Ella asintió con la cabeza.

—Yo estoy bien, tú estás bien e Ivy está jodidamente bien —se escuchó decir a Jenks desde mi bufanda con una voz nasal que indicaba que tenía la nariz tapada—. Todos estamos bien. ¿Podemos salir de aquí de una puñetera vez?

Ivy puso mi bolso a buen recaudo, se subió a la bici y se dio la vuelta para mirarme con expresión expectante.

—¿Vas a llevarme a rastras? —le pregunté con el pulso acelerado y los pies helados.

En la penumbra, sus ojos parecían de un marrón líquido y pude ver lo desgraciada que se sentía.

—No.

Tenía que confiar en ella. Alzando la pierna, me subí a la bici detrás de ella y me agarré con fuerza mientras Ivy sacaba la bicicleta del calor de la zona cubierta y se adentraba en la fría nieve de los últimos días del año.

16.

En la cocina hacía calor, y olía a azúcar moreno, pepitas de chocolate y mantequilla. Estaba haciendo galletas con la excusa de que servirían para ablandar a Al, pero la realidad era que quería que Jenks tuviera la oportunidad de entrar en calor. El viaje de regreso a casa había sido muy frío y, aunque nunca lo admitiría, cuando Ivy aparcó la bicicleta en la cabaña del jardín y yo lo entraba a toda prisa en la iglesia, él estaba casi azul. Hacía un buen rato que sus hijos se habían cansado de jugar en la corriente de aire que salía del horno, pero él seguía allí, moviendo las alas lentamente hacia delante y hacia atrás.

Como era de esperar, apenas entramos con la bicicleta descubrimos a un agente de la SI haciendo guardia con gesto severo. Tras hacerse con su copia del alta voluntaria, y sin mediar palabra, se marchó en su coche.

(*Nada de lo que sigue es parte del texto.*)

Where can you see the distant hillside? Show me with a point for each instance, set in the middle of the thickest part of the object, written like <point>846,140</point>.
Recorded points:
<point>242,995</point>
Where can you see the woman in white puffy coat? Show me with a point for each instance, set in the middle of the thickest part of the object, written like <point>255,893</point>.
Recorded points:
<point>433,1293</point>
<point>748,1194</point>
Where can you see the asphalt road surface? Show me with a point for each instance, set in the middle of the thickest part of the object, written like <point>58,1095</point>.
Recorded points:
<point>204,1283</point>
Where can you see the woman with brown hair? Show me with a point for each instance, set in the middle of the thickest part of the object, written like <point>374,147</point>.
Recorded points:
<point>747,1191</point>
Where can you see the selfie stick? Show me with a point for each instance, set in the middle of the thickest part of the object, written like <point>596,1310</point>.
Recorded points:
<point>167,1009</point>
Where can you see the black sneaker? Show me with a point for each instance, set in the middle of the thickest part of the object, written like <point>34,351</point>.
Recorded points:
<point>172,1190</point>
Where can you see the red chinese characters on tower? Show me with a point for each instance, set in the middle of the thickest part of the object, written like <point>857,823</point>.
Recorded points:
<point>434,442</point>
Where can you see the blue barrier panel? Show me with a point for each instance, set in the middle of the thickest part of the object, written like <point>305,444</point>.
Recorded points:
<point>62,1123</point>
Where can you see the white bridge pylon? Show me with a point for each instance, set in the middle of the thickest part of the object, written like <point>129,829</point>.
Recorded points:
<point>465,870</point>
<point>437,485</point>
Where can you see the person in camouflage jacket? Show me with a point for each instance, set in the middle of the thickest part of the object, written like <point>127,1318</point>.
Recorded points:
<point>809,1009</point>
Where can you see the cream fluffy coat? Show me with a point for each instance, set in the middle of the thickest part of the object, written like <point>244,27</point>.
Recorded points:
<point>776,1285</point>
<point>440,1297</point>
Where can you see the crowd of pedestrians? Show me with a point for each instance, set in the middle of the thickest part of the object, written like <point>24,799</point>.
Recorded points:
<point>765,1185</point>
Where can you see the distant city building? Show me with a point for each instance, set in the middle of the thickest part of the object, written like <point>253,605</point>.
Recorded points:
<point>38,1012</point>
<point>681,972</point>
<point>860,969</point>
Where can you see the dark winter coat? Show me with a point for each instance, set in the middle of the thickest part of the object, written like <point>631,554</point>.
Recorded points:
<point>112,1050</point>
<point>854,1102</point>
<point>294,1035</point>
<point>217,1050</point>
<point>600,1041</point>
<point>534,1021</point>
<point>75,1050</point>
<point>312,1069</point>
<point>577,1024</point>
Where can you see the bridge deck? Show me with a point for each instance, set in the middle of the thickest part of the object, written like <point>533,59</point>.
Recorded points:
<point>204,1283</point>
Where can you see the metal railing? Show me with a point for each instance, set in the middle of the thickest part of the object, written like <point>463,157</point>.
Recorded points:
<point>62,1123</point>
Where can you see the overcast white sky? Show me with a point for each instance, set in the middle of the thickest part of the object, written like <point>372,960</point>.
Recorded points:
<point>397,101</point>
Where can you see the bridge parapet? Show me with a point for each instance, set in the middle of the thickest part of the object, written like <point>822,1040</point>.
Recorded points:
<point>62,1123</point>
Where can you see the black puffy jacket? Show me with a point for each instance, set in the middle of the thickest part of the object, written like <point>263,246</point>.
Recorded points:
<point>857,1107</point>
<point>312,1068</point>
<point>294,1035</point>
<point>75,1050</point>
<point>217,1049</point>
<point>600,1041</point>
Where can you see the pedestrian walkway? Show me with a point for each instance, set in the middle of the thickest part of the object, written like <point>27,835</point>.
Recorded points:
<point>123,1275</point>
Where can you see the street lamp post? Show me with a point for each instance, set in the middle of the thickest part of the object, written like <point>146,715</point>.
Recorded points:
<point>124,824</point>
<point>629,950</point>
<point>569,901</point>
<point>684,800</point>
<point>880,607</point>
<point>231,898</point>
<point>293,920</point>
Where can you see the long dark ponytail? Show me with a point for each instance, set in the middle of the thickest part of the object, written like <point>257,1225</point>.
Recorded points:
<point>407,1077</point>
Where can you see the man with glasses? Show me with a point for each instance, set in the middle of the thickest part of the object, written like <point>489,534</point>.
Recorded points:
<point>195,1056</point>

Si no hubiera sido por ese estúpido trozo de papel, en aquel momento estaría de nuevo en el hospital bajo vigilancia, pero gracias a él, estaba allí, sacando la última bandeja de galletas y encontrándome cada vez mejor. Cansada, pero mejor. ¡
Toma esa, doctora Mape
!

Eran casi las cuatro de la mañana, la hora a la que solía irme a la cama arrastrando los pies. Ivy estaba delante de su ordenador; cada vez se le hacía más difícil presionar las teclas mientras esperaba, no muy pacientemente, a que llamara a Al y poder pedirle el día libre, pero hablar con los demonios no era tan sencillo. Antes quería que Jenks hubiera entrado en calor y que no tuviera problemas de movilidad. Y un poco de comida reconfortante nunca había hecho daño a nadie.

—Se está haciendo tarde —musitó Ivy, y la aureola marrón que rodeaba sus pupilas se estrechó mientras seguía la pista de algo en el monitor—. ¿Piensas hacerlo pronto?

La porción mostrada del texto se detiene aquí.